Both rebels and Sudanese troops claim to have inflicted heavy casualties following clashes in northeastern Darfur.

Map showing Sudan | Darfur

Rebels in Sudan’s Darfur region have launched an attack on government troops, with both sides claiming to have inflicted heavy casualties.

The Justice and Equality Movement (JEM), part of a rebel alliance that wants to topple the government in Khartoum, said it attacked an army camp in Wad Ganja, east of the state capital el-Fasher on Saturday, killing several soldiers, destroying 15 army vehicles and taking several prisoners.

Army spokesman al-Sawarmi Khalid confirmed the attack but said the rebels had been defeated.

“They suffered heavy losses. Twenty-five fighters of the Justice and Equality Movement were killed, 10 of their trucks were destroyed,” he said, adding that JEM had earlier attacked a market in the area and stolen goods.

Such casualty claims are impossible to verify from a region where access is restricted.

Violence in Darfur, where the United Nations and the African Union maintain a huge joint peacekeeping operation, has subsided since its peak in 2003 and 2004, but rebel and tribal fighting has continued.

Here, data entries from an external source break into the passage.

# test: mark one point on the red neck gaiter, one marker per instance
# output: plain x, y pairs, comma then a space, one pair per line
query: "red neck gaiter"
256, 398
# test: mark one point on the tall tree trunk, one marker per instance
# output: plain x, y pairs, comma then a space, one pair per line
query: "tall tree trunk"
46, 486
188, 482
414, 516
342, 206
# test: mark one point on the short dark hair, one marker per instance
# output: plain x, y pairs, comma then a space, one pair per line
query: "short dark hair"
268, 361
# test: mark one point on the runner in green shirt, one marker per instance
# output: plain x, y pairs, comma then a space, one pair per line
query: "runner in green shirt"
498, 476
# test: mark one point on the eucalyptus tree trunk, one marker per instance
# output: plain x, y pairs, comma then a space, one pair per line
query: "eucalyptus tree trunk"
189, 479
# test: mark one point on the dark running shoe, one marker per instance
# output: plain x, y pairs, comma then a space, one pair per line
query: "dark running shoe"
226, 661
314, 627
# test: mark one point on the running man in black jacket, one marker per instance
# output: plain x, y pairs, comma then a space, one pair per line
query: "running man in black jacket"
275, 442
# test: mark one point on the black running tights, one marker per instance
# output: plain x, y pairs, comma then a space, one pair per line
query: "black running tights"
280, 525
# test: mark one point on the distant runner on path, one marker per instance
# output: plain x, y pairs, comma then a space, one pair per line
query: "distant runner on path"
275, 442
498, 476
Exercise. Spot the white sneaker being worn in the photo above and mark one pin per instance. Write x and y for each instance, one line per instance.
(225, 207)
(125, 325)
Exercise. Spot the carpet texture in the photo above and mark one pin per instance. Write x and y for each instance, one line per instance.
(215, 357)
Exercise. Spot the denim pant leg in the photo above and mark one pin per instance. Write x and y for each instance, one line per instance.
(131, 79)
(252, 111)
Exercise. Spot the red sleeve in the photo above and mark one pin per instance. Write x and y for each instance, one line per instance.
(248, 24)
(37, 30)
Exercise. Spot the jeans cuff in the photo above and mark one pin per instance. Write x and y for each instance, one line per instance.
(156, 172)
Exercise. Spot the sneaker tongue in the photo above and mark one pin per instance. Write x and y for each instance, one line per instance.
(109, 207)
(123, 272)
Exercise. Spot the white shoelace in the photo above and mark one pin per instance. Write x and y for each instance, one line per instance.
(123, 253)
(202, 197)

In April, the head of the African Union-United Nations peacekeeping mission in Darfur (UNAMID) expressed concern that the region’s rebels were exploiting tensions between Sudan and South Sudan along their disputed frontier.

JEM and other Darfuri rebel factions belong to a “Revolutionary Front” which aims to topple the government in Khartoum, which they regard as unrepresentative of the country’s political, ethnic and religious diversity.

Khartoum alleges that South Sudan backs JEM and other rebels, a charge the Southern government denies and in turn accuses Sudan of supporting insurgents south of the border.

The Sudanese government puts the death toll at 10,000. Almost two million people are still displaced.